Sunday, June 24, 2007

To Glacier

What’s Wrong With This Picture?

A Washington State Ferries boat hand, on the Whidbey Island ferry spots a vehicle while loading at Port Townsend for a 30-minute trip across the Straight of Juan De Fuca to Keystone.

Approaching Whidbey Island on the ferry.

The tide and wind affect the direction of boats course. The Captain steered directly towards the island. Within the last, approximately, half mile from land, the strong current took the vessel east at a rapid rate and around a spit of land to the dock, that hadn’t been seen until the last half mile of the trip.

I skirted Seattle and took U.S. Route 2 eastward. Seattle is the home of Starbucks coffeehouses, but there are these small drive-through espresso huts everywhere.

Orchards of Washington State apples growing in the Columbia River valley north of Wenatchee, with the Wenatchee National Forest in the background.

Light industry along the Columbia River valley north of Wenatchee.

An abandoned schoolhouse surrounded by farmland on Road D S.W., a coulee.

Road D N.W., along U.S. Route 2 in Douglas County, illustrates coulees.

A coulee, French for flow or a ravine, is a geological feature of rippled mounds, 30 feet high that crest every 200 to 300 hundred feet. Western Montana and all of Washington and parts of Oregon are covered with these unique gently rolling hills.

The geology is the result of an ice age phenomenon. As the glaciers withdrew from the top of what is now the United States, an ice dam formed and blocked melting ice. The resulting water backed up into what is now called Lake Missoula. The lake was up to 2,000 feet deep. The ice dam broke and water rushed towards the Pacific causing the ripples along the way.

An Air Force C-17 Globemaster transport plane flies low over Banks Lake, Along Highway 155, from Coulee City towards Grand Coulee. This Mesa illustrates the second definition of a coulee; a ravine or a now dry geological feature caused by rushing water.


The Grand Coulee dam blocks the Columbia River. It forms the 151-mile long Franklin D. Roosevelt Lake. The dam produces electricity and is used for flood control. It also diverts water, pumping it about 300 feet up, to a canal that feeds Banks Lake. Then through a series of other dams and canals it irrigates 500,000 acres of farmland.

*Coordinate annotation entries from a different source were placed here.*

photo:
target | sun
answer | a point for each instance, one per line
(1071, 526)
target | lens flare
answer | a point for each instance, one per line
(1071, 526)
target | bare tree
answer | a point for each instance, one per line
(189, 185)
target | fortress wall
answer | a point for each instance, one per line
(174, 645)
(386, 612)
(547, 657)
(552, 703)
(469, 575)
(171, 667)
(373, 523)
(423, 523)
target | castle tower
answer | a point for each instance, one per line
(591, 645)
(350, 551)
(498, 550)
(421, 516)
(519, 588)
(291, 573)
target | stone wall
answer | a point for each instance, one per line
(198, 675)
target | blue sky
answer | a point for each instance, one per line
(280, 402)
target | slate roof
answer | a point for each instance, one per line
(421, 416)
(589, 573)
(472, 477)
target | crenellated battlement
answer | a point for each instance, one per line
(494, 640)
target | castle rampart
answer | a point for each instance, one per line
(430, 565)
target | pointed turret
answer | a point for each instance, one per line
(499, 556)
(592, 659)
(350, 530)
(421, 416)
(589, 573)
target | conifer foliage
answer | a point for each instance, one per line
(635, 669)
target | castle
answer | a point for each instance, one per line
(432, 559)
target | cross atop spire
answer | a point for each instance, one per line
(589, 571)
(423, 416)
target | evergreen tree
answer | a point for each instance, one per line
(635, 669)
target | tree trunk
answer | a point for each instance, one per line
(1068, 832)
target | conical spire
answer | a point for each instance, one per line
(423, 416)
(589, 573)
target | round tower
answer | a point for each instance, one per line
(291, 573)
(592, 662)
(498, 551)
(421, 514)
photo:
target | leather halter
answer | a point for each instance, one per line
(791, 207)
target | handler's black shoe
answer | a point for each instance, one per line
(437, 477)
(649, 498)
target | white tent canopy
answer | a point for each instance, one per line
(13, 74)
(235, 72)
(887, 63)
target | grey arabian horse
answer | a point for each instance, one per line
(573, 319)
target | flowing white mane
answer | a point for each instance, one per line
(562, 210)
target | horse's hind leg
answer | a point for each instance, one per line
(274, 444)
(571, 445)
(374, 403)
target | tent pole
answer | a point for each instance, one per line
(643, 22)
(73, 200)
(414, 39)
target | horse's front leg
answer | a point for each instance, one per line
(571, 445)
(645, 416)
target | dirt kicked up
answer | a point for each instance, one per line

You know your eating in an authentic Mexican restaurant, just east of Electric City, when you have “Our Lady of Guadalupe” carved and painted into the table.

A farmhouse in eastern Washington.

“Thanks to the Interstate highway system, it is now possible to travel across the country from coast to coast without seeing anything," Charles Karault of CBS News once said.

He’s almost right. However, at a safety/ brake check pullout above Coeur d’ Alene Lake.

This is a short stretch through Spokane, Wash, to Idaho and into western Montana, where I had to drive on Interstate Highway 90.

The Clark Fork River with a railroad bridge, along Montana route 155 that feeds the Flathead River.

A roadside monument honoring a motor vehicle fatality along the road at the Flathead River.

The National Bison Range, Montana.



Prong Horn Antelope grazing at the National Bison Range.

A mule deer at the National Bison Range.

State Champ sign in Charlo, Mont., commemorating the 2005 Girls Class C Basketball team’s first trip to a state win.

Overlooking the Flathead Lake.


This is McDonald Lake in western Glacier National Park. The picture is similar to one Ansel Adams took more than 50 years ago.

I arrived late and the café had closed, but I was able to convince the staff to make one of their sack lunches to go for me. I sat down with a stuffed bear at the coffee to go station.

The season had not started; the “Road to the Sun” had not been fully opened, and may not be before repairs are completed in July. I was one of only a couple occupants at the lakeside motel.

I had breakfast with the birds, a Blue Jay and a flock of Hummingbirds, only feet outside the café’s window.Aspen along the banks of McDonald Lake.

Mountain Goats are the mascots of Glacier National Park, at the Goat Lick overlook. They are as surefooted as claimed. Though they may slip a bit on the loose ground, they simply readjust and carry on as if nothing happened.

Mountain flowers.

Standing wave, almond lenticular clouds over Glacier National Park seen from in front of the Museum of the Plains Indians in Browning, Mont.

Lake Sherburne on the east side of Glacier National Park.

The southern entry to the Blackfeet Nation at Birch Creek, on U.S. 89 displaying three national flags: U.S., Canadian and Blackfeet Nation, along with the State flag of Montana. Oh, do they need to read the flag code! At this location, at least, they had the flags in the correct order; the problem is the flags should all be the same size.

Sculpture made of old auto parts.

A prairie dog seeking shade at a roadside historical marker.

Last light on U.S. 89 at Freezeout Lake, just north of Fairfield, Mont.

Fairfield’s main drag, Central Ave. East, at dusk, on Friday night.
A herd of camels in Fairfield.

An all-night diner in Great Falls, Montana.

A hilltop church south of Great Falls, Mont., on U.S. 89.